PHILADELPHIA ( - It's more than likely that the Eagles want to make a clean break from the Chip Kelly era after the season so Pat Shurmur will probably spend only 60 minutes of game time as the team's interim head coach.

And that's not exactly the kind of sample size you need to make a splash so Shurmur's place in this team's coaching search -- if he even has one -- is likely tied to his previous stint in Philadelphia under Andy Reid, where he spent time tutoring the offensive line, tight ends and quarterbacks, as well as his time as offensive coordinator in St. Louis, where he developed an affinity to current Birds signal caller Sam Bradford, and his two seasons as the head coach in Cleveland.

"It's been a unique week, as we all know," Shurmur said Thursday. ... at this point, my focus is on Sunday. You know, we all know change is in the air and we'll just have to kind of talk about those decisions as we move forward. I'm certainly excited to help finish out this year. It's very unfortunate that Mr. Lurie felt like a change was necessary, but we're going to do what we can to play the Giants."

Shurmur, a far more traditional offensive coach than Kelly, deserves some credit for opening his mind and coming back to Philadelphia to learn some of the concepts of an up-tempo, spread offense based on a lot of zone-read mechanics.

"Any time you put guys together -- coaches that haven't worked together -- there's a collaboration," Shurmur said. "So it became the Philadelphia Eagles offense.

"Percentages of whatever, certainly Coach Kelly was the inspiration for the running game and a lot of what we did and the passing game. And then I had ideas; other coaches in the room had ideas and what we did became the Philadelphia Eagles offense. As you watched our offense through the years, it was much different in year one when we started out with Michael Vick than it is now playing with Sam Bradford."

Some might dispute that but it's no surprise Shurmur refused to throw Kelly under the bus and that loyalty should hardly be considered a negative toward any future employment prospects here.

"I certainly learned something new every day," he claimed. "You know, I'd like to think that a lot of what we've done here is right. I really do."

That said, Shurmur was wise to also lead on his impressive past.

"I certainly have a strong philosophy that was developed under Andy Reid and then working for (Giants defensive coordinator) Steve Spagnuolo (in St. Louis) and then, my goodness, the time I spent with (former NFL head coach and former Cleveland Browns President) Mike Holmgren," he said. "You're talking about Hall of Fame guys. I learned a great deal from them. So that was the core of my former life. And then in these last three years, certainly I've learned a lot of things that I really, really believe in and I think there's a good blend."

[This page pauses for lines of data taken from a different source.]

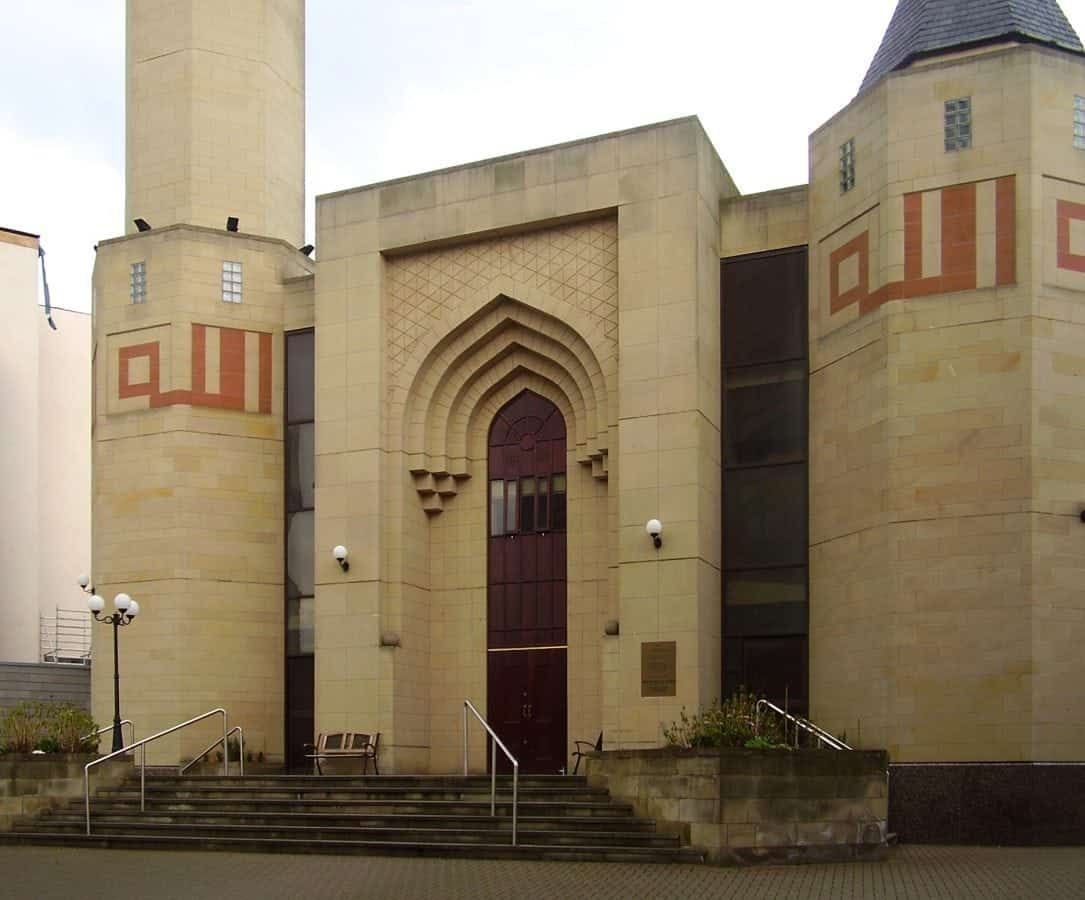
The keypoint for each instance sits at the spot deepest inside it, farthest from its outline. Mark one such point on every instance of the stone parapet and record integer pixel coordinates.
(756, 806)
(29, 785)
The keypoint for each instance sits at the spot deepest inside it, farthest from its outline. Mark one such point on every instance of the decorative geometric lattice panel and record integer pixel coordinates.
(573, 263)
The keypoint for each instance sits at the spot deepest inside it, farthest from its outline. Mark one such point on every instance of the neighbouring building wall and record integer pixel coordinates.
(18, 447)
(45, 420)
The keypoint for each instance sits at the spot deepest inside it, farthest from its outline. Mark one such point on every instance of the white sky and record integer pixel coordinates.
(397, 89)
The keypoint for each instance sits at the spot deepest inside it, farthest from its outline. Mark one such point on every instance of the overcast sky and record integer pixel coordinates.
(399, 88)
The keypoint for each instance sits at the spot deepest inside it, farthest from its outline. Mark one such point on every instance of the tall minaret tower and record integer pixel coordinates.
(216, 114)
(190, 307)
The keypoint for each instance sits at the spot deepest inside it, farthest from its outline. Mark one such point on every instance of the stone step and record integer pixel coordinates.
(71, 816)
(503, 782)
(403, 835)
(457, 849)
(375, 807)
(345, 793)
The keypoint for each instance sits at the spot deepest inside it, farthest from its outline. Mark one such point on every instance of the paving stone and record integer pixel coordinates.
(913, 872)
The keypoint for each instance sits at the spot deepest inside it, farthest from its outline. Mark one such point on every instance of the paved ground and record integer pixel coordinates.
(910, 872)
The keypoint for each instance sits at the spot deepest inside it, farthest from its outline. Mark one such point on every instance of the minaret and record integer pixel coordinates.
(189, 313)
(216, 114)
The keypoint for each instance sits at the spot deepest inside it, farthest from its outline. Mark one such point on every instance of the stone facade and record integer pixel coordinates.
(941, 426)
(944, 439)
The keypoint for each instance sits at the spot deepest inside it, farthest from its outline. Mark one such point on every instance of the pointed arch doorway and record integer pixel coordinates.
(526, 583)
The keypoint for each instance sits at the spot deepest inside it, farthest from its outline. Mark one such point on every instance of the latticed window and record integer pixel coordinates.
(137, 282)
(958, 124)
(847, 165)
(231, 282)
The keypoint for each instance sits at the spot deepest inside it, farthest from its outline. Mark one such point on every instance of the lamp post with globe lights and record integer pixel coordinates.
(127, 609)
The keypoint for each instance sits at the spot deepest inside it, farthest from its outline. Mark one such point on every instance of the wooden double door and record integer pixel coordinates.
(526, 600)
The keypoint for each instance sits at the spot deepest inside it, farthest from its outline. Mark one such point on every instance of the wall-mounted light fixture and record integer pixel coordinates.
(340, 554)
(654, 529)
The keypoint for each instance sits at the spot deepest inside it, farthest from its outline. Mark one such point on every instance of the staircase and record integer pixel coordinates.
(560, 818)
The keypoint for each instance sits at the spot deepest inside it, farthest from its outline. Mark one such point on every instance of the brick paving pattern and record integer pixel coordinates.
(956, 873)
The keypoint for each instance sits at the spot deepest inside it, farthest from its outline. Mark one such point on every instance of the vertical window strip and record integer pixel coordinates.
(231, 282)
(958, 124)
(137, 282)
(847, 165)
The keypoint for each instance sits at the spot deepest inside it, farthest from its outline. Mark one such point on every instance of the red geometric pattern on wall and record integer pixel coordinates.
(958, 261)
(231, 363)
(1068, 212)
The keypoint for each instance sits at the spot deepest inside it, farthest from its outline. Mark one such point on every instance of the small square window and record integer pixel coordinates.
(958, 124)
(231, 282)
(847, 165)
(137, 282)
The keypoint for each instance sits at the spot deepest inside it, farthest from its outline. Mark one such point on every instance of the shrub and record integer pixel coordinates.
(730, 723)
(23, 726)
(52, 727)
(69, 725)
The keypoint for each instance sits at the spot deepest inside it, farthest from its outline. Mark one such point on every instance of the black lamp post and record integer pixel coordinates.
(127, 610)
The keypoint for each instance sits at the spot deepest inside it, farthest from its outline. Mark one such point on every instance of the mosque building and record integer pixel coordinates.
(852, 412)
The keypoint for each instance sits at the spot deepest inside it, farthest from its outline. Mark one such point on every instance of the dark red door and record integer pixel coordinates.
(526, 679)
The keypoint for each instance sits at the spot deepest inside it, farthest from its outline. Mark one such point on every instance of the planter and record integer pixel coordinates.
(33, 783)
(756, 806)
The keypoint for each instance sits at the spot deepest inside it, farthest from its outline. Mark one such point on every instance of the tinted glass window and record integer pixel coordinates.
(301, 464)
(764, 309)
(765, 410)
(300, 377)
(765, 517)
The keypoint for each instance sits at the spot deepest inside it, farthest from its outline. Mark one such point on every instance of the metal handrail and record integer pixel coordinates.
(493, 764)
(100, 732)
(805, 724)
(142, 763)
(241, 750)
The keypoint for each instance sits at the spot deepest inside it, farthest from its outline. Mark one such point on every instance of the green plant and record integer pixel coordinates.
(23, 726)
(71, 726)
(53, 727)
(730, 723)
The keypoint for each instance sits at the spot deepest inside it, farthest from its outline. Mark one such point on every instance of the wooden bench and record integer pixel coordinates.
(344, 745)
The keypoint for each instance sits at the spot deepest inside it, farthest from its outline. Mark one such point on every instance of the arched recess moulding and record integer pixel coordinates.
(500, 350)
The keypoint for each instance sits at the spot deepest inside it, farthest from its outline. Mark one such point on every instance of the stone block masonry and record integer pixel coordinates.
(747, 807)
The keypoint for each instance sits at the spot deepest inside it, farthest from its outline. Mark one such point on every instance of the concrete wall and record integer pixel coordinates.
(41, 681)
(45, 428)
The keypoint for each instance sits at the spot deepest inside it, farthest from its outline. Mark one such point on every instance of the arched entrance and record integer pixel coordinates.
(525, 622)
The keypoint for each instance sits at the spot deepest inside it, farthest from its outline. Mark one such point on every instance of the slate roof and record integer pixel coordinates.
(921, 27)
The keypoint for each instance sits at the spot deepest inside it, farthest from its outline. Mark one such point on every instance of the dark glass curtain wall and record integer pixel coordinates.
(765, 529)
(300, 476)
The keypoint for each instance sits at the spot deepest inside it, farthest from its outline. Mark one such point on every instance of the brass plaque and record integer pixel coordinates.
(658, 669)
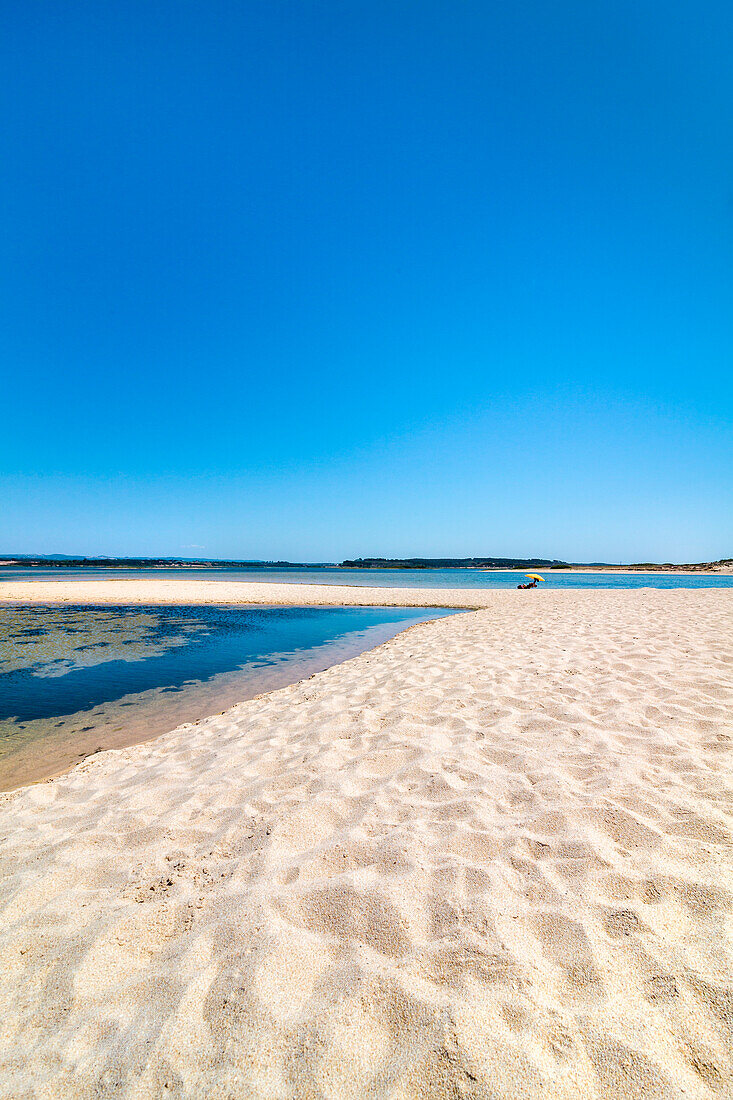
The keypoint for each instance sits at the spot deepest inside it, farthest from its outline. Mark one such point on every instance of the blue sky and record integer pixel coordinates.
(320, 279)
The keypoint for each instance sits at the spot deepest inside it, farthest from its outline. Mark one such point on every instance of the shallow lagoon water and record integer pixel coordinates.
(384, 578)
(76, 680)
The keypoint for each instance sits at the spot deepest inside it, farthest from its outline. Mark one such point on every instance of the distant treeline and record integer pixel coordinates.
(452, 563)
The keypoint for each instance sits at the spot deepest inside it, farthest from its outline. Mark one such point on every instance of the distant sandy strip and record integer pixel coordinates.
(187, 591)
(492, 858)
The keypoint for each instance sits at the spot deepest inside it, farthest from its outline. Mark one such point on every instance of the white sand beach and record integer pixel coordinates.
(492, 858)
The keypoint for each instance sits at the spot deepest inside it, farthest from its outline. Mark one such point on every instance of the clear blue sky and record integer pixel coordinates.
(319, 279)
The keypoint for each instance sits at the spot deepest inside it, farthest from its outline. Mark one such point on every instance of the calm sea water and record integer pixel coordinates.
(75, 680)
(392, 579)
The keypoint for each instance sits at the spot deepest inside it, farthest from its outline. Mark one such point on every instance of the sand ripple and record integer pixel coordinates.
(492, 858)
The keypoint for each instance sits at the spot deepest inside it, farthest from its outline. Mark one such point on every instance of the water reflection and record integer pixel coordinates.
(75, 680)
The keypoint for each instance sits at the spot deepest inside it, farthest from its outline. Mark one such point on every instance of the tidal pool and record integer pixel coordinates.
(77, 680)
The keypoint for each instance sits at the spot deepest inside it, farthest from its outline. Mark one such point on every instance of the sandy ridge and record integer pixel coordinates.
(492, 858)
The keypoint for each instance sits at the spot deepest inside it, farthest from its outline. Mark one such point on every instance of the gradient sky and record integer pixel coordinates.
(319, 279)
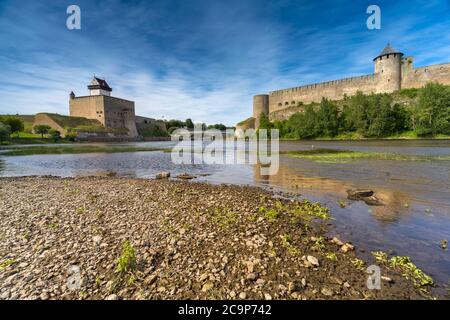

If he Eagles focus on the Reid/Holmgren part of that blend, Shurmur might be a viable option moving forward.

While it would be far from the sexiest pick, if the plan is to stop the quarterback carousel and re-sign Bradford after the season, no one has had more success with the former No. 1 overall pick and Bradford is keen on continuity, something that has alluded the star-crossed, signal caller during his career.

"I think Sam is an outstanding quarterback and can play in any scheme," the interim mentor said. "I think we've seen him improve throughout the year. Some of it's been physical and some of it is getting used to what we do. But I think he certainly can function well in our offense and he's functioned well in the past in other offenses."

Moreover, Shurmur might be the guy to mold the good parts of an up-tempo attack with a more conventional offense, sort of like what New England has done for years with Tom Brady and both Indianapolis and Denver used so effectively with Peyton Manning.

No one knows if Bradford has the ability to handle the throttle at the line of scrimmage like those all-time greats but Shurmur is the kind of coach who would let him sink or swim, unlike Kelly, who demanded total autonomy over his offense and was labeled as a dictator by Lane Johnson on Wednesday.

And Shurmur will get an opportunity, albeit limited, to prove that.

"I've sort of looked at every day of my life as an audition," Shurmur said. "I have very strong feelings for this organization. This is the end of my 13th year here and I've grown to really appreciate how strong this organization is.

"As you go through years, you win games, you lose games and you work with some really fine people in the building. Every year as you put a staff together, you have a new combination of coaches. All my years here have been terrific. Now, we haven't won every game, but all my years here have been great and I certainly think this is an outstanding opportunity for anybody that wants to coach here."